Which brings me to the real point (and this is the place where things start to escape in all different directions, so there really does need to be a point): the problem of teaching children in North America is not usually (for most of us, unless we're living in some isolated, poverty-stricken community) needing to scrounge enough school materials to work with. It's making sense of and appreciating what we already have; narrowing down, cutting out clutter in goal setting, in materials and in educational activities; realizing that "success" doesn't depend entirely on the financial investment you are able to make; and continuing to marvel that there is so much out there already. Our culture is wealthy beyond belief; we're as overloaded with resources and information as Nick Butterworth's camel who couldn't fit through the gate. That's the problem.

If you don't believe me, think about this very hard: I was able to go out in a couple of short trips and create a decent year's curriculum out of stuff that people had discarded.

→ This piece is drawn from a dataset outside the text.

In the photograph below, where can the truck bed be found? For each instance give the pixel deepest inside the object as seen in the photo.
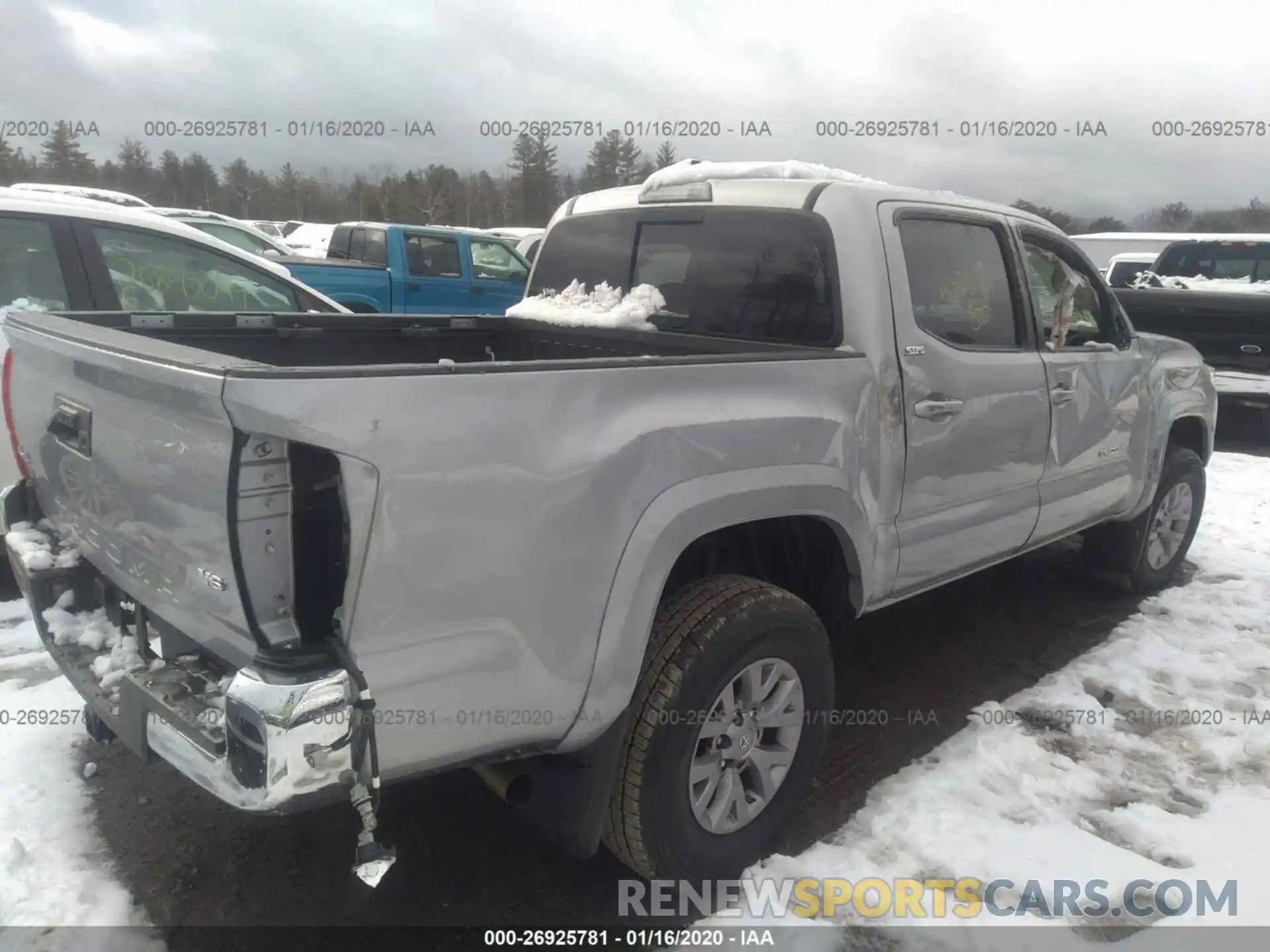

Yes, I seem to have an peculiar talent for that, just as some people can go out and decorate a bathroom beautifully with castoffs, but the point is that the materials are there, and there is so much surplus that we're able to discard them, overlook them; these are the dregs. We have so much, we can't even see what we have. I feel a bit like the Mexicans who hammer Christmas ornaments out of tin cans.

Am I trying to propose wonderful solutions? Recommend that everyone buy all their homeschool books at rummage sales? No...although I think we do worship a bit too often at the altar of new and shiny. Rather...I would like to see more homeschool resources that help us make better use of what we already have. I would like us to be more confident and more resourceful about finding good materials, rather than worrying that something isn't on anybody else's booklist. I would like us as a society (not just homeschoolers) to be less wasteful, and I don't mean about bottles and cans. We ignore what's right there--feeling we need special reading books and packaged science units or the kids just can't learn. Didn't we learn anything from Schoolhouse Rock? Maybe it's time for our own version of Reduce, Re-use, Recycle.

7 comments:

Katie said...

Very good point! I am linking.

Anonymous said...

I just said to my husband the other night: just think how smart we'd be if all we did was read every book we currently have in the house.

Great thoughts!

Jennifer, diaryof1.com

Anonymous said...

Yes!

Anonymous said...

I don't mean to be anonymous, but I'm not sure how to navigate the comments.

I've come via the Carnival: and your post struck something in me.

I've been homeschooling only two years. I don't know how to use those wonderful resources you are talking about. I have never taught children before. I buy curriculum so I can learn how to teach them. Could it be that you could "teach them all over again" because you have already done it?

And of course, the children grow older and change every year (I only have two: so I don't have the benefit of even knowing how to teach the youngers because I've been there done that with the olders.)

I hope that made sense.

In any event, I'd love to hear what you have to say on how to use these wonderful existing resources. The pocket book can only stretch so far...and mama needs to learn!
Thanks.
Alana

Mama Squirrel said...

Alana: thanks for your thoughtful response! You're right that experience does make a difference, and there are definitely times when having something "right there" to teach with makes the difference between possible and impossible.

I'm already thinking through another post, though, that might explain some of the "how" of what I'm talking about. Stay tuned.

Anonymous said...

I shall stay tuned, now that I've found you!
Thanks for your reply.
Alana

Sebastian said...

I remember reading something in this series when you posted it in a carnival. I'm glad that I've stumbled on it again. What a great statement, that it matters less what we have than what we do with it. I find that I tend to collect books just to have them available, just in case. But I probably don't use half of what I own for school.
Great motivation to make better use of what I have.